Harold Varner III watches his tee shot on the 16th hole during Thursday’s first round of the PGA Championship at Baltusrol Golf Club in Springfield, N.J. AP

Gastonia’s Harold Varner III is having a solid rookie season on the PGA Tour. Now if he can eliminate the distractions that come from his tendency to be nice to just about everybody he encounters, things might get even better.

“I’m still not doing a good job of it,” Varner said Thursday after he shot a 2-over par 72 in the first round of the PGA Championship at Baltusrol Golf Club.

“I want to be cordial. I think people should be. That’s how people are in North Carolina. I have a hard time telling people to screw off.”

So even at Baltusrol Golf Club in the state of New Jersey, where he said he’d never visited (except to change planes at Newark’s airport), Varner took time during his round to interact with fans and chat with playing partners John Senden and Michael Block.

“I don’t want to get used to this life,” said Varner, who played at East Carolina and Forestview High. “It’s a different world.”

I don’t want to get used to this life. It’s a different world.

Harold Varner III

But Varner is clearly enjoying himself on golf’s biggest stage. The week of the Super Bowl, he put on a Cam Newton No. 1 Carolina Panthers jersey as he walked up the 16th fairway in Phoenix, then dabbed his way to the green. After the second round of the Players Championship, he turned ventriloquist while using a puppet-club head cover to answer an interviewer’s question.

Varner’s ebullience notwithstanding, he’s doing fine so far in his first full-time season on the tour. Although he must play well Friday to make the cut at Baltusrol (he was tied for 81st, seven shots behind leader Jimmy Walker), he’s had four top-10 finishes (including a season-best seventh at the Quicken Loans National at Washington’s Congressional Country Club in June) and banked more than $1.2 million.

Varner was named to the PGA Championship field after Tiger Woods withdrew.

“I’m not doing anything crazy, just playing solid, keeping it simple,” said Varner. “I got a little gassed last week, so that kind of sucked. But I couldn’t not play in Canada, because I wasn’t sure that I would get in here.”

Varner was talking about the Canadian Open, where he missed the cut. Only a few days before, Tiger Woods announced he would miss the PGA Championship and the rest of the season. His replacement was Varner, who had the next spot on the alternate list.

“I thought (Woods) wasn’t going to play, and it was just a coincidence that one black guy goes out and another goes in,” Varner said, laughing. “I wanted to get in, I didn’t care who withdrew. But when I saw that he was out for the rest of the season, and my name went up there as his replacement, I thought, ‘My gosh.’ ”

4 Major championships Varner has played

Varner and Woods are the only two African-American players on the tour. Varner, like countless other young players, grew up idolizing Woods when Varner first started playing at Gastonia Municipal Golf Course (now Catawba Creek) and later Gaston Country Club.

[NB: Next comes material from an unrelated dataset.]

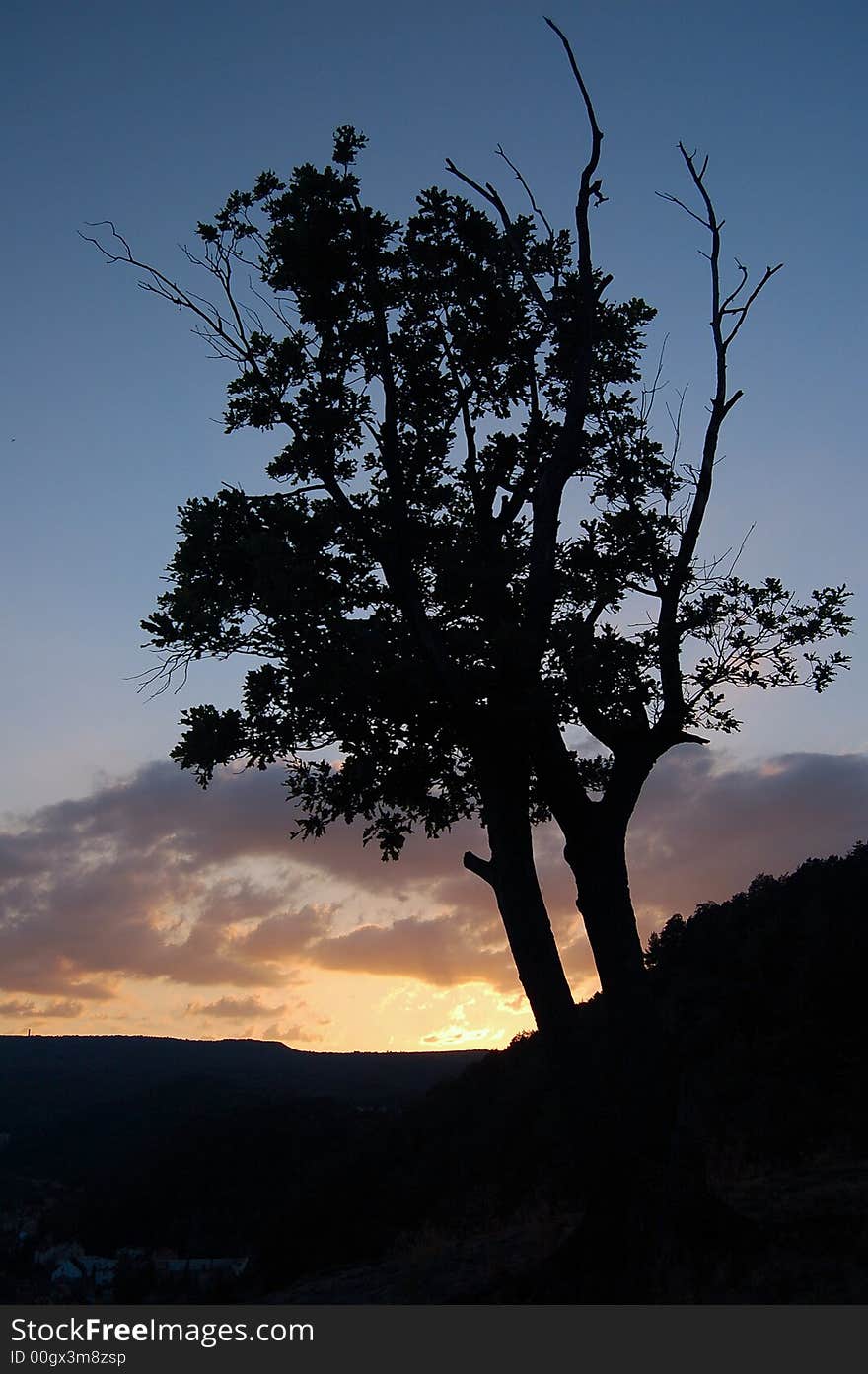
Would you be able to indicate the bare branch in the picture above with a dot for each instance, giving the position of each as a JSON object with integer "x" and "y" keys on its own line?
{"x": 529, "y": 192}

Varner said Woods introduced himself to him at a tournament one day by walking up to him and asking, with a smile: “You gonna get your (stuff) together?”

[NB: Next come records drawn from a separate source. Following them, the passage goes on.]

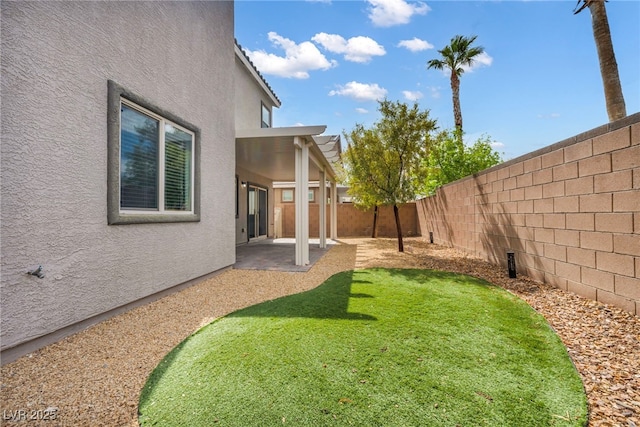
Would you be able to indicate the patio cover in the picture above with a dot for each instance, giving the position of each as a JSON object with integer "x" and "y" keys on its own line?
{"x": 297, "y": 154}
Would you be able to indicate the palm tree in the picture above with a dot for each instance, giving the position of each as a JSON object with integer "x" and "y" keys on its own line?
{"x": 608, "y": 65}
{"x": 455, "y": 57}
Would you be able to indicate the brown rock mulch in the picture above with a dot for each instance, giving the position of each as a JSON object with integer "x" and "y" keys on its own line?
{"x": 93, "y": 378}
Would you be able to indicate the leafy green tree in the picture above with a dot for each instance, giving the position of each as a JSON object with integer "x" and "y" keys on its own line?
{"x": 450, "y": 159}
{"x": 455, "y": 56}
{"x": 614, "y": 99}
{"x": 384, "y": 164}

“I should have said, ‘Yeah, dog,’ ” Varner said. “Instead, I was like, ‘Have a good week.’ But I wanted to say, ‘When are you gonna get healthy?’ But I couldn’t say that, either.

“I think the tour needs him. I’m looking forward to having him out here. He’s the reason I watch golf. I wouldn’t watch if he’s not playing. When I was a kid, I couldn’t fathom how far he hit it. I’m just pulling for him to get healthy. It’s a brutal place to be for him.”

Now Varner is trying to take advantage of having Woods’ spot in the PGA, the fourth major championship Varner has played (he has played in the U.S. Open twice and tied for 66th in the British Open two weeks ago).

“This is a big golf course and I like that,” Varner said of Baltusrol. “It’s like what I grew up on. I’m not a big fan of hitting your irons out there, weaving your way around. I like to wham! Drive it as hard as I can hit it.”

Varner said Baltusrol is similar in that way to Congressional, where he had his career-best finish.

“I like the big golf courses – Congressional, San Antonio, (Charlotte’s) Quail Hollow. What you see is what you get.”